Table 9: Hazard ratios (HR) for time-dependent personal vehicle model
Covariate Interval HR Inverse HR 95% CI for HR
Parking cost 0-5 minutes 0.8546 1.1701 [0.8096, 0.9021]
Parking cost 5-10 minutes 0.8594 1.1637 [0.8239, 0.8963]
Parking cost 10-20 minutes 0.9251 1.0809 [0.9065, 0.9441]
Parking cost 20-30 minutes 0.9544 1.0478 [0.938, 0.9711]
Parking cost > 30 minutes 0.9903 1.0098 [0.9821, 0.9985]
Toll cost 0-5 minutes 0.0682 14.6640 [0.033, 0.1407]
Toll cost 5-10 minutes 0.0572 17.4973 [0.0311, 0.105]
Toll cost 10-20 minutes 0.6374 1.5689 [0.5917, 0.6866]
Toll cost 20-30 minutes 0.9361 1.0683 [0.9062, 0.967]
Toll cost > 30 minutes 0.9793 1.0211 [0.9652, 0.9937]
Household size 0-5 minutes 1.0680 0.9364 [1.0549, 1.0812]
Household size 5-10 minutes 1.0723 0.9326 [1.0604, 1.0843]
Household size 10-20 minutes 1.0528 0.9498 [1.042, 1.0638]
Household size 20-30 minutes 1.0039 0.9961 [0.9883, 1.0197]
Household size > 30 minutes 1.0112 0.9889 [0.9954, 1.0272]
Purpose: work 0-5 minutes 0.6736 1.4846 [0.6299, 0.7203]
Purpose: work 5-10 minutes 0.5599 1.7860 [0.5283, 0.5934]
Purpose: work 10-20 minutes 0.6458 1.5485 [0.6165, 0.6764]
Purpose: work 20-30 minutes 0.8565 1.1675 [0.8086, 0.9072]
Purpose: work > 30 minutes 1.0554 0.9475 [1.0012, 1.1125]
Purpose: non-work 0-5 minutes 1.3939 0.7174 [1.343, 1.4468]
Purpose: non-work 5-10 minutes 1.2285 0.8140 [1.1888, 1.2696]
Purpose: non-work 10-20 minutes 1.2561 0.7961 [1.2178, 1.2955]
Purpose: non-work 20-30 minutes 1.1929 0.8383 [1.1373, 1.2512]
Purpose: non-work > 30 minutes 1.0653 0.9387 [1.0144, 1.1188]
Origin TAZ terminal time 0-5 minutes 0.9167 1.0909 [0.896, 0.9379]
Origin TAZ terminal time 5-10 minutes 0.9207 1.0861 [0.9029, 0.9389]
Origin TAZ terminal time 10-20 minutes 0.9781 1.0223 [0.9627, 0.9939]
Origin TAZ terminal time 20-30 minutes 0.9964 1.0037 [0.9748, 1.0184]
Origin TAZ terminal time > 30 minutes 1.0165 0.9838 [0.9953, 1.0381]
Destination TAZ terminal time 0-5 minutes 0.8909 1.1225 [0.8744, 0.9077]
Destination TAZ terminal time 5-10 minutes 0.9244 1.0818 [0.9102, 0.9388]
Destination TAZ terminal time 10-20 minutes 0.9340 1.0707 [0.9222, 0.9459]
Destination TAZ terminal time 20-30 minutes 0.9643 1.0370 [0.9492, 0.9797]
Destination TAZ terminal time > 30 minutes 0.9888 1.0113 [0.9752, 1.0026]

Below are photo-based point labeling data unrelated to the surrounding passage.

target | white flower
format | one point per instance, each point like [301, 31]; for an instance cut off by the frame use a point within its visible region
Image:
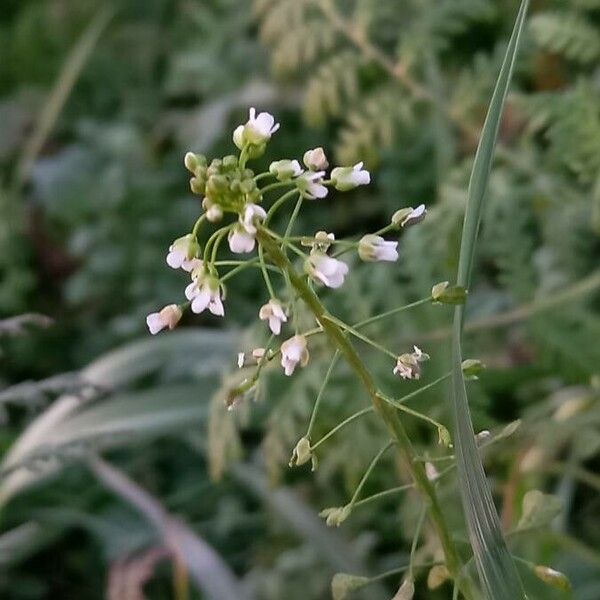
[347, 178]
[205, 292]
[310, 185]
[182, 251]
[373, 248]
[238, 136]
[242, 237]
[294, 352]
[415, 216]
[168, 317]
[285, 169]
[240, 241]
[327, 270]
[257, 130]
[258, 354]
[273, 312]
[405, 217]
[315, 159]
[191, 265]
[408, 365]
[252, 214]
[431, 471]
[214, 213]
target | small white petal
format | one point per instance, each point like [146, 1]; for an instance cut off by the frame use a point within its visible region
[201, 301]
[155, 323]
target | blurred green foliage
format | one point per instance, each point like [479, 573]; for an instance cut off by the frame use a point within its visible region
[402, 85]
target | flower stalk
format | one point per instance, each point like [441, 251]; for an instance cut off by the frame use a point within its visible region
[385, 411]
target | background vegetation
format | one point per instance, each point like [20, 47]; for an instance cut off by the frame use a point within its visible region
[98, 106]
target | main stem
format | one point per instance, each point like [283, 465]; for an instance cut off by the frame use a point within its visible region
[385, 411]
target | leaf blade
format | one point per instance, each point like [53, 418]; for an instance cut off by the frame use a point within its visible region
[497, 571]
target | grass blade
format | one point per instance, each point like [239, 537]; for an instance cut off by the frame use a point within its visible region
[206, 567]
[497, 571]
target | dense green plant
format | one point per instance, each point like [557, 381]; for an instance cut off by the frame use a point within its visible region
[405, 86]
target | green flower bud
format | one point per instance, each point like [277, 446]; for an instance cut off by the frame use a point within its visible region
[230, 162]
[247, 186]
[194, 162]
[347, 178]
[409, 216]
[284, 170]
[444, 293]
[302, 453]
[472, 367]
[198, 185]
[344, 584]
[256, 150]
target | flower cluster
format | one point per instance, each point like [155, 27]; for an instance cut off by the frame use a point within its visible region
[233, 194]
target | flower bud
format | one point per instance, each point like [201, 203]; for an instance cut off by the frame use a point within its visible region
[193, 161]
[198, 185]
[302, 453]
[554, 578]
[230, 162]
[315, 159]
[405, 217]
[284, 170]
[344, 584]
[168, 317]
[373, 248]
[214, 213]
[348, 178]
[471, 368]
[444, 293]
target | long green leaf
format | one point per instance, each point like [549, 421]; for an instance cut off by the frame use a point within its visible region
[208, 570]
[69, 425]
[497, 571]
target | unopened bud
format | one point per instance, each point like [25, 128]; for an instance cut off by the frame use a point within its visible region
[554, 578]
[193, 161]
[405, 217]
[471, 368]
[336, 515]
[284, 170]
[302, 453]
[315, 159]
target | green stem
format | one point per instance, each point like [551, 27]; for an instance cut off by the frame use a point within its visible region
[413, 548]
[292, 220]
[313, 416]
[263, 268]
[387, 413]
[384, 494]
[339, 426]
[368, 472]
[360, 336]
[394, 311]
[197, 225]
[275, 186]
[278, 203]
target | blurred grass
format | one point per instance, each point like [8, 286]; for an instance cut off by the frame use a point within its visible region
[97, 111]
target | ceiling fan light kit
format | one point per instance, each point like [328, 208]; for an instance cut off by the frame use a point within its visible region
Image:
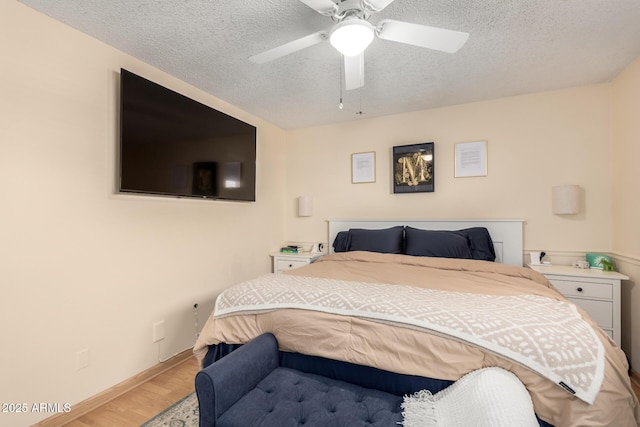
[352, 36]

The plot of deviance residuals for the updated, time-dependent model is shown in Figure 1. Though a few potential outliers are observed in the “trip ended earlier than expected” category (large positive deviance residuals), they are small in number, and individual exploration revealed no grounds on which to exclude any points as outliers.

Figure 1: Time-dependent personal vehicle model deviance residuals

Figure 1: Time-dependent personal vehicle model deviance residuals


Plots of null Cox model Martingale residuals against parking cost, toll cost, household size, origin and destination TAZ parking, and origin and destination TAZ terminal time revealed no drastic deviations from linearity, so no functional forms were changed in the time-dependent model. However, exact linearity did not appear to be achieved for any of these covariates, indicating better functional forms likely exist for the inclusion of these covariates in the model. For this analysis, linearity was deemed “close enough” in the context of time and processing limitations.

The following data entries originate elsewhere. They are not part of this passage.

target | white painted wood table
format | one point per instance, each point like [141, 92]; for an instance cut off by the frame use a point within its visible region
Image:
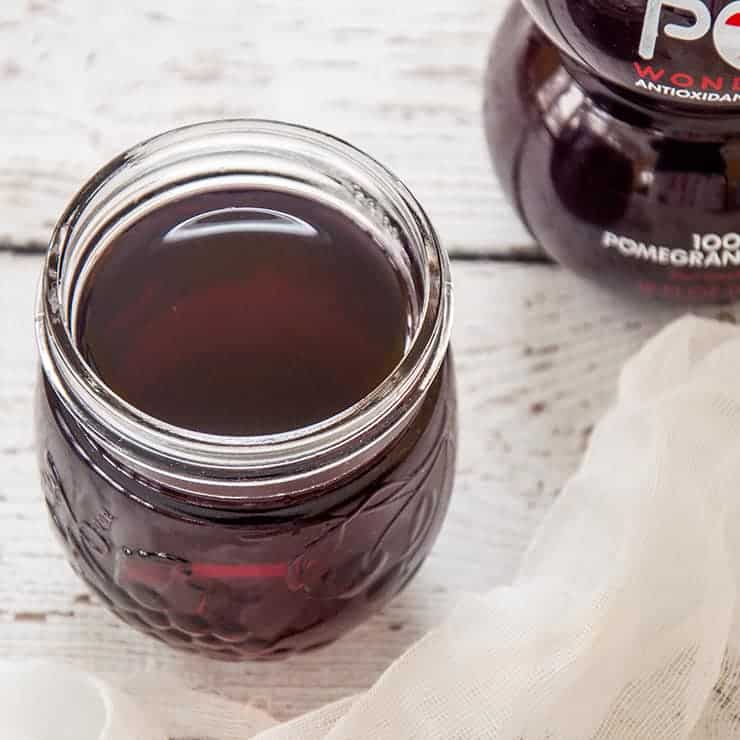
[538, 351]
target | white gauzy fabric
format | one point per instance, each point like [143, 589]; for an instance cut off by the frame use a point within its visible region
[622, 623]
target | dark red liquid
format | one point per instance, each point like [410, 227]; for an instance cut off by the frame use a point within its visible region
[613, 185]
[244, 314]
[180, 320]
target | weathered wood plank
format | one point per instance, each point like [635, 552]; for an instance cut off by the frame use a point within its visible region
[82, 80]
[538, 352]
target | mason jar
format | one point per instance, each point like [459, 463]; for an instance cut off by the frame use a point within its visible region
[259, 546]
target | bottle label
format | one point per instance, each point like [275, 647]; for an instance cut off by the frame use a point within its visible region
[706, 251]
[696, 24]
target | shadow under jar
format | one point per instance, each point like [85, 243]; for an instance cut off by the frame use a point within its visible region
[246, 417]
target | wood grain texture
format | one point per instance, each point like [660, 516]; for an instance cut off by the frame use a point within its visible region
[83, 80]
[538, 352]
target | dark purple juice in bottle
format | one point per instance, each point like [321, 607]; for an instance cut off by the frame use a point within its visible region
[615, 130]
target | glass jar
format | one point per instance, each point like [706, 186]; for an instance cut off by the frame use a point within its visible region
[247, 547]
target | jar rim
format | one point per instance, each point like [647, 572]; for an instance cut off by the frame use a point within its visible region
[151, 445]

Having estimated and validated a Cox proportional hazards model for personal vehicle travel time decay, the estimated survival curve was compared to the sample curve for the “most common set of conditions”. For personal vehicle travel, the most common set of conditions was:

  • Parking cost = $0
  • Toll cost = $0
  • Household size = 4
  • Purpose = Non-work
  • Origin TAZ parking = $0
  • Destination TAZ parking = $0
  • Origin TAZ terminal time = 1 minute
  • Destination TAZ terminal time = 1 minute

A graphical comparison of a modeled travel time decay curve to the sample travel time decay curve for these attributes is shown in Figure 2. In addition, a plot of difference in model and the sample trip survival probabilities for these attributes is provided in Figure 3.

Figure 2: Difference in exampel model and sample survival probabilities for personal vehicle travel

Figure 2: Difference in exampel model and sample survival probabilities for personal vehicle travel


Figure 3: Difference in exampel model and sample survival probabilities for personal vehicle travel

Figure 3: Difference in exampel model and sample survival probabilities for personal vehicle travel

As evidenced in Figures 2 and 3, the model predicted a slower travel time decay than is reflected in the sample, overpredicting survival probability at nearly every point. However, that the maximum absolute error at any time point is just over 3% indicated that the model reflects the sample well.

4.2 NON-MOTORIZED

The model including all candidate covariates showed household size was an insignificant contributor to hazard. When backward selection was used to exclude household size, a statistically valid fit was achieved. The final initial model included only purpose (again, the purpose “home” was used as the reference level for fitting the purpose covariate). The model coefficients are provided in Table 10, while the hazard ratios are provided in Table 11.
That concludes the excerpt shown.